Automatically retrieving large files via public HT

2019-06-26 05:17发布

问题:

For weather processing purpose, I am looking to retrieve automatically daily weather forecast data in Google Cloud Storage.

The files are available on public HTTP URL (http://dcpc-nwp.meteo.fr/openwis-user-portal/srv/en/main.home), but they are very large (between 30 and 300 Megabytes). Size of files is the main issue.

After looking at previous stackoverflow topics, I have tried two unsuccessful methods:

1/ First attempt via urlfetch in Google App Engine

    from google.appengine.api import urlfetch

    url = "http://dcpc-nwp.meteo.fr/servic..."
    result = urlfetch.fetch(url)

    [...] # Code to save in a Google Cloud Storage bucket

But I get the following error message on the urlfetch line :

DeadlineExceededError: Deadline exceeded while waiting for HTTP response from URL

2/ Second attempt via the Cloud Storage Transfert Service

According to the documentation, it is possible to retrieve HTTP Data into Cloud Storage directly via the Cloud Storage Transfert Service : https://cloud.google.com/storage/transfer/reference/rest/v1/TransferSpec#httpdata

But it requires the size and md5 of the files before the download. This option cannot work in my case because the website does not provide those information.

3/ Any ideas ?

Do you see any solution to retrieve automatically large file on HTTP into my Cloud Storage bucket?

回答1:

3/ Workaround with a Compute Engine instance

Since it was not possible to retrieve large files from external HTTP with App Engine or directly with Cloud Storage, I have used a workaround with an always-running Compute Engine instance.
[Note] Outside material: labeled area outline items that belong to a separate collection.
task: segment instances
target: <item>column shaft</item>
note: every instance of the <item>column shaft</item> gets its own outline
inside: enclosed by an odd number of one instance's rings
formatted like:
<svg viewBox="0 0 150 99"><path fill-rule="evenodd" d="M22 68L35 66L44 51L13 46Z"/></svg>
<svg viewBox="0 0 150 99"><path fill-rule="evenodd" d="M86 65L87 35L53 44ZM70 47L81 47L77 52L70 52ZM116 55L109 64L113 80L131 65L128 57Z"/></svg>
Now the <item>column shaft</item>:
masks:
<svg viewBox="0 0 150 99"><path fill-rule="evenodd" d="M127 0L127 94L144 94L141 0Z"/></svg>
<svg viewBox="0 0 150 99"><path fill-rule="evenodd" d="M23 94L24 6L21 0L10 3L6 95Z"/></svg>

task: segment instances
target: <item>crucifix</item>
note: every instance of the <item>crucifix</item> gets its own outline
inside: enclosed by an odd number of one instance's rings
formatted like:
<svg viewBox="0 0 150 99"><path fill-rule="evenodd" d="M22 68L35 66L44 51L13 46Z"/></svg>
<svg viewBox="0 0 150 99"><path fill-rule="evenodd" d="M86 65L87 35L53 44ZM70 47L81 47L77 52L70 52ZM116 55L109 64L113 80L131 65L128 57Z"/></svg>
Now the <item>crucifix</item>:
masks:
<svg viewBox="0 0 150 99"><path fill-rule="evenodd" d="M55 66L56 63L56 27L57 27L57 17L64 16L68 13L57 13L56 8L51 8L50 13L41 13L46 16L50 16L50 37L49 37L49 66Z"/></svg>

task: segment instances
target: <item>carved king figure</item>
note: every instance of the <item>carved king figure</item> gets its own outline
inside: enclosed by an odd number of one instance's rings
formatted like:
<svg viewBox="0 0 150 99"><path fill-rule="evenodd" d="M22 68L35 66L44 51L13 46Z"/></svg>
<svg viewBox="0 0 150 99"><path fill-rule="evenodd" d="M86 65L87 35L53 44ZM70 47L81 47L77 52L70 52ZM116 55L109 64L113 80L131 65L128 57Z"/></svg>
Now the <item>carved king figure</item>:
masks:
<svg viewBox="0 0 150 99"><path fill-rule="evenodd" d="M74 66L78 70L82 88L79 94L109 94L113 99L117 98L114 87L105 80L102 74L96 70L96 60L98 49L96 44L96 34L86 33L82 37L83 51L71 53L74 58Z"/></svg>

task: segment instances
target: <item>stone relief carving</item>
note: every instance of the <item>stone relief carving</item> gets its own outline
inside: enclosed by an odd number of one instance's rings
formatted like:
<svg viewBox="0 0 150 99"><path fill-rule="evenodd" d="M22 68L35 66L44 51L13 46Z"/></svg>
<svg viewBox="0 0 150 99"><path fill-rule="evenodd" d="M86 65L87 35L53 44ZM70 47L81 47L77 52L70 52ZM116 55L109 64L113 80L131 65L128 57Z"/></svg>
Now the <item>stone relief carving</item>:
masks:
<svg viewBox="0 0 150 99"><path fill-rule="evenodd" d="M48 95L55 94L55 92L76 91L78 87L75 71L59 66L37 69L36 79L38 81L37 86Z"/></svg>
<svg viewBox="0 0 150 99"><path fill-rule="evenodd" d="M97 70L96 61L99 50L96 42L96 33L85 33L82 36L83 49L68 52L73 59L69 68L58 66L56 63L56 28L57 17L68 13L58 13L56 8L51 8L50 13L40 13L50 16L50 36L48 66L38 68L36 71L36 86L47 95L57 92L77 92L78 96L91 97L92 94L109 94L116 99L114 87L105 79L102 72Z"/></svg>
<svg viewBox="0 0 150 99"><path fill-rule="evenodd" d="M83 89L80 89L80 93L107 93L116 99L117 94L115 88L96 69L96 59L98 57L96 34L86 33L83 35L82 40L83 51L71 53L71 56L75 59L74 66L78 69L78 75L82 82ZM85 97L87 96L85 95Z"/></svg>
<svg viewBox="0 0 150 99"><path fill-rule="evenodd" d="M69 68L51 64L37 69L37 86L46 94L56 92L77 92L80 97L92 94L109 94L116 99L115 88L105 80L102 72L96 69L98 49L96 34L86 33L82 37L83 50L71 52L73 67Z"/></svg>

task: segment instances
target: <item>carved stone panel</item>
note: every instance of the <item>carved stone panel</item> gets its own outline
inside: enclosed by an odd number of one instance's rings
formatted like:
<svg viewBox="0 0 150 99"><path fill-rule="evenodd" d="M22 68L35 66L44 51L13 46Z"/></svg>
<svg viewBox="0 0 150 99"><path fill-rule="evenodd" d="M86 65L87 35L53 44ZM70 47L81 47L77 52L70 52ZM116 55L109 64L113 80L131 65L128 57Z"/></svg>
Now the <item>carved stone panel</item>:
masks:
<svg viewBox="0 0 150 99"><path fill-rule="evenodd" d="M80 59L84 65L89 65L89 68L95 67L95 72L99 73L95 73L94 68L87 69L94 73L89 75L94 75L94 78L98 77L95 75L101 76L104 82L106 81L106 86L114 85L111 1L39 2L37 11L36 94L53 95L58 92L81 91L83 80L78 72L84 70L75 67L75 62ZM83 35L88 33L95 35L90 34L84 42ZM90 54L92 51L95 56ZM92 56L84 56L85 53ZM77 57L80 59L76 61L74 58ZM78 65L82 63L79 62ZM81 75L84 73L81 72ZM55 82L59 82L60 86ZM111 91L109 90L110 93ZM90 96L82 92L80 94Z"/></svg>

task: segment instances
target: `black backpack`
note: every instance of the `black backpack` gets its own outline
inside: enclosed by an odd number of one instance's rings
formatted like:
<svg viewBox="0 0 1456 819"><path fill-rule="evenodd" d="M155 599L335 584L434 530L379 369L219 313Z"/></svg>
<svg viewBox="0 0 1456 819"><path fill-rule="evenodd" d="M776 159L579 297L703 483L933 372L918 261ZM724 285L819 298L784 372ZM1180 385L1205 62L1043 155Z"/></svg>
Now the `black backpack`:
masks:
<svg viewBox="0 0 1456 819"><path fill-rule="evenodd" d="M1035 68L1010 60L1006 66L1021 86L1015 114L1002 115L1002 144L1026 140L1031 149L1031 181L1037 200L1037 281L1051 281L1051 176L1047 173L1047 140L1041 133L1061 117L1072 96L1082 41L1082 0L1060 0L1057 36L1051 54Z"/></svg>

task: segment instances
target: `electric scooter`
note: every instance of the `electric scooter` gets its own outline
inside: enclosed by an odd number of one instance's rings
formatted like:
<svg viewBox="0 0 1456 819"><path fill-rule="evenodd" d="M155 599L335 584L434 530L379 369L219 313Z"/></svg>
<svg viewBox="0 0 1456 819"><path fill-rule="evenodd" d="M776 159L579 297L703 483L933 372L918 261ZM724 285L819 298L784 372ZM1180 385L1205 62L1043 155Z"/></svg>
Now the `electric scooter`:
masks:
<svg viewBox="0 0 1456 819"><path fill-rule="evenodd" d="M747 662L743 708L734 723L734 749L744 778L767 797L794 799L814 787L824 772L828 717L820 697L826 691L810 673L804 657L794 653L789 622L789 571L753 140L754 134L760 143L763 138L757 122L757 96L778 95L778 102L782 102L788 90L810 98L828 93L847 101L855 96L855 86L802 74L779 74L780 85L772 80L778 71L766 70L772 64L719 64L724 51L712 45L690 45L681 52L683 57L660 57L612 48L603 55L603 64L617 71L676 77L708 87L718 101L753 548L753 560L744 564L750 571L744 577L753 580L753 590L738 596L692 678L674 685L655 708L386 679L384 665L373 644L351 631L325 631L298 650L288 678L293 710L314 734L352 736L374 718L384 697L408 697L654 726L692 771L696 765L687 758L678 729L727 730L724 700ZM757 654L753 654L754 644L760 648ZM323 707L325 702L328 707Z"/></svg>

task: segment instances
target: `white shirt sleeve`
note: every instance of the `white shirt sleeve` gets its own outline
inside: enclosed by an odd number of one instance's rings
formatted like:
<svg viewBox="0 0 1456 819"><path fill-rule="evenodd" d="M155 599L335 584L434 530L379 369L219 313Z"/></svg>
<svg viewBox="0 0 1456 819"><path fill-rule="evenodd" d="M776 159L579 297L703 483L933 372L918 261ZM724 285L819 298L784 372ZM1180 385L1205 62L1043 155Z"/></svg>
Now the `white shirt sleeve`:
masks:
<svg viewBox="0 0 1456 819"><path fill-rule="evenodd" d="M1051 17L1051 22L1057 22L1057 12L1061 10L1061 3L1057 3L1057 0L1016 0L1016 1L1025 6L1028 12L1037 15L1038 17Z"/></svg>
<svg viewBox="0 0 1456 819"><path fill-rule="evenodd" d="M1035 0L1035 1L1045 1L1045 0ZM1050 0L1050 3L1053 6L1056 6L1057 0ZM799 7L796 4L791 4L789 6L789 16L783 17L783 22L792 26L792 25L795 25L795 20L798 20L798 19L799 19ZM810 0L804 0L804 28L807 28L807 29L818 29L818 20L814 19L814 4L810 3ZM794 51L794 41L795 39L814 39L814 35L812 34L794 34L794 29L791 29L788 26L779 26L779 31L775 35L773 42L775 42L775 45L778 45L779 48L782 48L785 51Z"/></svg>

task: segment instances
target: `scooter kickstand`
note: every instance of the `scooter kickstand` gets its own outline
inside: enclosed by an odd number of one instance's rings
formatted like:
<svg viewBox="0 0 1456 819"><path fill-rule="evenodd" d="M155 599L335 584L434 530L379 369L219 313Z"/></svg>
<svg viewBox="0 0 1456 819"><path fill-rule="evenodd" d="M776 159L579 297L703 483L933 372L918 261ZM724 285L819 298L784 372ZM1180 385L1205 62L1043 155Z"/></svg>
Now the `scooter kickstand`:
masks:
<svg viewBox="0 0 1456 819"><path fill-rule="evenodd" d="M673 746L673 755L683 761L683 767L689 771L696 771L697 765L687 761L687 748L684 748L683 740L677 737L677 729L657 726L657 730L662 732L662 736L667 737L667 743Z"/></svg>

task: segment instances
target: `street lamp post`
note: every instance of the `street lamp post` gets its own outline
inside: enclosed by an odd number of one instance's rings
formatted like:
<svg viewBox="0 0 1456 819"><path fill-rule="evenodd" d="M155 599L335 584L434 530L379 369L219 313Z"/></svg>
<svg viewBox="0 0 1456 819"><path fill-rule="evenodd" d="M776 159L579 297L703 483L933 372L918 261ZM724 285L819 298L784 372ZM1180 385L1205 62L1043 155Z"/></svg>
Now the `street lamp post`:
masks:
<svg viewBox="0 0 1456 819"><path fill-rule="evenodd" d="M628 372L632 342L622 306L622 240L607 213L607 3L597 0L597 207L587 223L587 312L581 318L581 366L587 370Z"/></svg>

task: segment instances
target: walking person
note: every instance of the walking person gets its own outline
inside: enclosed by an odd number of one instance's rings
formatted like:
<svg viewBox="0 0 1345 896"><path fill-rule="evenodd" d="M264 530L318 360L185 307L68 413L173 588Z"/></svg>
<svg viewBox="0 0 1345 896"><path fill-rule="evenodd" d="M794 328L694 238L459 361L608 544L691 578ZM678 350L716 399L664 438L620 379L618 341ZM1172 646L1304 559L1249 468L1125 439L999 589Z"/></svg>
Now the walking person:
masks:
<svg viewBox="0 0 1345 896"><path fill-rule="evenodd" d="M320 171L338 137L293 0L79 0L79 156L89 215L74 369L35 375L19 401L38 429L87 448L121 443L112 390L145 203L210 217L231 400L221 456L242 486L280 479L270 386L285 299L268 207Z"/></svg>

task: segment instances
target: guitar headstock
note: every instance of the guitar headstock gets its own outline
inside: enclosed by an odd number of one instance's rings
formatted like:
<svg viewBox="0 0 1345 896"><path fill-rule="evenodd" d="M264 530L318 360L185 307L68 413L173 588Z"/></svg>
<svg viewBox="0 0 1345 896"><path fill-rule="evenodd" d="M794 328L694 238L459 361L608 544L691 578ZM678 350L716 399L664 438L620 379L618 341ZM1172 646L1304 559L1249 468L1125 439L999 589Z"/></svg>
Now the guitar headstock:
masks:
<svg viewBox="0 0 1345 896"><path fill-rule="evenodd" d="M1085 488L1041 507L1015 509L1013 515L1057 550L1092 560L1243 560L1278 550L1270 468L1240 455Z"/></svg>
This instance regularly checks if new weather files are available, downloads them and uploads them to a Cloud Storage bucket.

For scalability, maintenance and cost reasons, I would have prefered to use only serverless services, but hopefully :

  • It works well on a fresh f1-micro Compute Engine instance (no extra package required and only 4$/month if running 24/7)
  • The network traffic from Compute Engine to Google Cloud Storage is free if the instance and the bucket are in the same region (0$/month)


回答2:

Currently, the MD5 and size are required for Google's Transfer Service; we understand that in cases like yours, this can be difficult to work with, but unfortunately we don't have a great solution today.

Unless you're able to get the size and MD5 by downloading the files yourself (temporarily), I think that's the best you can do.



回答3:

The md5 and size of the file can be retrieved easily and quickly using curl -I command as mentioned in this link https://developer.mozilla.org/en-US/docs/Web/HTTP/Range_requests.
The Storage Transfer Service can then be configured to use that information.

Another option would be to use a serverless Cloud Function. It could look like something below in Python.

import requests

def download_url_file(url):
    try:
        print('[ INFO ] Downloading {}'.format(url))
        req = requests.get(url)
        if req.status_code==200:
            # Download and save to /tmp
            output_filepath = '/tmp/{}'.format(url.split('/')[-1])
            output_filename = '{}'.format(url.split('/')[-1])
            open(output_filepath, 'wb').write(req.content)
            print('[ INFO ] Successfully downloaded to output_filepath: {} & output_filename: {}'.format(output_filepath, output_filename))
            return output_filename
        else:
            print('[ ERROR ] Status Code: {}'.format(req.status_code))
    except Exception as e:
        print('[ ERROR ] {}'.format(e))
    return output_filename